As Yellow Ribbon was being filmed in Monument Valley during the fall of 1948, the Communists were winning the civil war in China. My family packed, and soon we left Shanghai. I think I might have missed the cinemas as much as our home. At the rail of the freighter taking us to Hong Kong, my brother and I wondered if we were to see any of those movies in production that we had been tracking for months, especially Howard Hawks’ Red River and Ford’s Yellow Ribbon. But, Hollywood, of course, was everywhere. A year later, we arrived in Paris: there were cinemas, and cinemas.
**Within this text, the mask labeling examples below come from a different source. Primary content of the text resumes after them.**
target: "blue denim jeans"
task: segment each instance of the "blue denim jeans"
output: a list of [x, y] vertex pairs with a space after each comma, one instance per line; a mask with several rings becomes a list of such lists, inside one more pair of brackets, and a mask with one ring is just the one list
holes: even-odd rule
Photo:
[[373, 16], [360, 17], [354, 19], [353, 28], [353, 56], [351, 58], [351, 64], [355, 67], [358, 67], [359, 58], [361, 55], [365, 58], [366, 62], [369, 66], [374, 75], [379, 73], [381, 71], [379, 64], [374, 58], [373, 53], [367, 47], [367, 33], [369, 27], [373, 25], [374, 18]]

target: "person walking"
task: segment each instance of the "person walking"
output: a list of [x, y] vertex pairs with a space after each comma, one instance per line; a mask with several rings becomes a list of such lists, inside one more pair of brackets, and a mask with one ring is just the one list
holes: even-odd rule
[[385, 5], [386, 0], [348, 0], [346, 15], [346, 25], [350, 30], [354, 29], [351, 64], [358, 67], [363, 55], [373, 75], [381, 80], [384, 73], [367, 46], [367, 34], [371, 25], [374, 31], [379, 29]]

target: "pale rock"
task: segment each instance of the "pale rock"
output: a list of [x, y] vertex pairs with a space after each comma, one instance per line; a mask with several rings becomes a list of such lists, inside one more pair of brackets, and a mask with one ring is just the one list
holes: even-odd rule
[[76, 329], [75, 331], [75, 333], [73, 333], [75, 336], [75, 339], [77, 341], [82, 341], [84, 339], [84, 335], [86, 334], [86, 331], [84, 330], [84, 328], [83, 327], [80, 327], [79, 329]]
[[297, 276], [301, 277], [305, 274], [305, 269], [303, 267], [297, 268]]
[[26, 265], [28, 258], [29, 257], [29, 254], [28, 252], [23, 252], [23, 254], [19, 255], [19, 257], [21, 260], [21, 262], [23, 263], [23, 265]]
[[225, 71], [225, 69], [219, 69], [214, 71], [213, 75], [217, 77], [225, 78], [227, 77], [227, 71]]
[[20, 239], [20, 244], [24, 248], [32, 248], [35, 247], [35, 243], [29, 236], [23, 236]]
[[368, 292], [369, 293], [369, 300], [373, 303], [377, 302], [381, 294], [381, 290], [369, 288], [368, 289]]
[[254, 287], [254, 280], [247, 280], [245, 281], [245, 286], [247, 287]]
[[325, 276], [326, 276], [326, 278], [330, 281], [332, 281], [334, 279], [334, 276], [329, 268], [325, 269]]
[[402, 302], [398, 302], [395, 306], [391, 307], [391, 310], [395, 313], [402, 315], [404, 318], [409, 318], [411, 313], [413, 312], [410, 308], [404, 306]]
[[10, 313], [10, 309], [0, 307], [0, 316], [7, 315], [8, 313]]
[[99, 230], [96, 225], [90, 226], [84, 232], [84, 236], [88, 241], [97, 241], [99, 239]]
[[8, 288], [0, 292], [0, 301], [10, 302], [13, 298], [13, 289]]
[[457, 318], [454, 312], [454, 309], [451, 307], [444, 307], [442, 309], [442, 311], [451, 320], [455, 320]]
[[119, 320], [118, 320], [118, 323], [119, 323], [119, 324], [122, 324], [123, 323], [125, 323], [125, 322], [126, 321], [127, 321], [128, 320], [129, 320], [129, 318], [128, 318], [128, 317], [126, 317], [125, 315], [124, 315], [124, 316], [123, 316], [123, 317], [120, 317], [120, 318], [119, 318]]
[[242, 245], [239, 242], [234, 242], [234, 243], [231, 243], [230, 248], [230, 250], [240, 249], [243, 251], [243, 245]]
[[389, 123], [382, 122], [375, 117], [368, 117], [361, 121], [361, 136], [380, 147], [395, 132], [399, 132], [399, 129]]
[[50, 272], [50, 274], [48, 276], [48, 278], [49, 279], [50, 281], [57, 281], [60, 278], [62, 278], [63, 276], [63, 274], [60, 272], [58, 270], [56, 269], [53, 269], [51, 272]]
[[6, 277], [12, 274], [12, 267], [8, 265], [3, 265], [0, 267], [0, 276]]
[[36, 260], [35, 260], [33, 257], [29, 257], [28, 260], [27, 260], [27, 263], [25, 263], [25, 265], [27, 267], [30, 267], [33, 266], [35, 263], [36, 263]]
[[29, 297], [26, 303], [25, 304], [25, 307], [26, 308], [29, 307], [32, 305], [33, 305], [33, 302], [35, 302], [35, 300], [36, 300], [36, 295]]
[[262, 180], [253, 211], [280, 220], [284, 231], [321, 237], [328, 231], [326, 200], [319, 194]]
So, we caught Yellow Ribbon at the second-run Ciné Boul’Mich, in the Latin Quarter, as La Charge héroïque, dubbed in French. John Wayne said: “Ne vous excusez jamais! C’est un signe de faiblesse.” I took it to mean (with elementary French comprehension, and a good understanding of Ford’s imagery): if one does not do what is right to start with, apologies would not be of much use afterwards. Or: as our actions are the result of us taking responsibility for ourselves, there is no one else to blame, and no one to apologize to. It was 1950, I turned 14, St.-Germain-des-Prés, where the existentialists roosted, was just around the corner.